Sound Sculpting Lab (Fungal)
Background - The purpose of this lab is to establish a procedure for giving shape and form to fungal samples through the use of frequency exposure, i.e., using sound to give form to a living sample. For this lab, you can work with any fungal sample, but in the example below penicillium chrysogenum and chaetomium globosum are used due to their easy availability and non-toxicity.
Theory for procedure: Over the past 20-years there has been increasing interest by scientists (and artists) into the effects of audible sound exposure on microbial and bacterial systems. Relevant studies  tends to investigate various responses to sound exposure such as cell density, biomass, changes or shifts in quorum sensing, and cellular communication. In approaching this research, I began wondering  about the possibility of using sound to give shape to fungal samples- sound exposure as a tool for inscribing form into a medium. For this exercise I have selected a 60Hz tone as it is the rate at which electricity oscillates in the United States, therefore a tone which whether or not we realize it, is a backdrop for daily life.

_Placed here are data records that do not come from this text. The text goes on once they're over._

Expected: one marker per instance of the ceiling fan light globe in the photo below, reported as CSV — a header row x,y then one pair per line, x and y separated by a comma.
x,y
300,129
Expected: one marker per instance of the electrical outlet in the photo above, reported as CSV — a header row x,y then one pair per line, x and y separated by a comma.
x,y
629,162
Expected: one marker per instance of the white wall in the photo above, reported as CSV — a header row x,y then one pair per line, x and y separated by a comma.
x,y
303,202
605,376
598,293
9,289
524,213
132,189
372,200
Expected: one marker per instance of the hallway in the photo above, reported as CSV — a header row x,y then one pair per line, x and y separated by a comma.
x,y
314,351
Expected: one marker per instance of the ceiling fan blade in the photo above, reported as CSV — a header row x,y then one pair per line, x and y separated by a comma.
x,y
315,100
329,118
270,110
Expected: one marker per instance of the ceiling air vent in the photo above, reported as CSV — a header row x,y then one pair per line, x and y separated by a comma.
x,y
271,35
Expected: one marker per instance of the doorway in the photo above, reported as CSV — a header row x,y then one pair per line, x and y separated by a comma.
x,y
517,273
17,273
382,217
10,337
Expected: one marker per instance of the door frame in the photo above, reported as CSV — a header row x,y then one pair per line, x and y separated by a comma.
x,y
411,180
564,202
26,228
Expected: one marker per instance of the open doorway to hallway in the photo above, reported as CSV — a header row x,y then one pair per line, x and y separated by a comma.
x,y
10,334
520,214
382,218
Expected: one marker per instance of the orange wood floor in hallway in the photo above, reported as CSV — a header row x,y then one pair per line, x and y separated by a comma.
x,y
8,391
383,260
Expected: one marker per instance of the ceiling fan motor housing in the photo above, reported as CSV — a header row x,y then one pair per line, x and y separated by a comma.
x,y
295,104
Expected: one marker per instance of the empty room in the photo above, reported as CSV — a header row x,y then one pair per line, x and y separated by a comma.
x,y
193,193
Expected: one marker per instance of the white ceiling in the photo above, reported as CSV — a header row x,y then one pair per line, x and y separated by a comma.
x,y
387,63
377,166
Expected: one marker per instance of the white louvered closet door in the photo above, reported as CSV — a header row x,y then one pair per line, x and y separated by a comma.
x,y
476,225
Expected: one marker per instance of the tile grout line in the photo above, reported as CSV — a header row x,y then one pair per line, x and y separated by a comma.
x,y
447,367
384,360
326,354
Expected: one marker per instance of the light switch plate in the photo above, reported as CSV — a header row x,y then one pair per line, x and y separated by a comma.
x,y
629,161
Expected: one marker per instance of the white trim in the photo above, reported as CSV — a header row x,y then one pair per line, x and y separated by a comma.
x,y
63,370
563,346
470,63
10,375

Inoculate 24 petri dishes, 12 with penicillium chrysogenum and 12 with chaetomium globosum. All inoculations will be prepared on V8 Juice agar medium as it has been determined to have ideal nutrient levels for both species. To inoculate, dilute 1g of fungal cells in 100 ml distilled water, and apply 10 ml of diluted liquid to each dish. Once all of the petri dishes have been prepared, half of them-- 6 penicillium and 6 chaetomium samples will be placed in two separate sound exposure growth boxes, isolated inside an anechoic chamber. These two boxes will play a constant 60Hz tone for the duration of the experiment. The other12 samples will serve as the control, and will be placed inside silent control boxes, also placed within an anechoic chamber. The sound exposure boxes will be outfitted with  two-4 ohm speakers, which will be powered by a single 10w amplifier. The stereo pair of speakers in each box will emit a constant tone, at 100dB, for the duration of the samples growth cycle. The other dish dishes, inoculated with the same dilution of cells, will be grown in the in soundless containers for the same duration of time. Results should be analyzed side by side, to see how the growth of both samples differed, paying special attention to the orientation of the plates in relation to the speakers.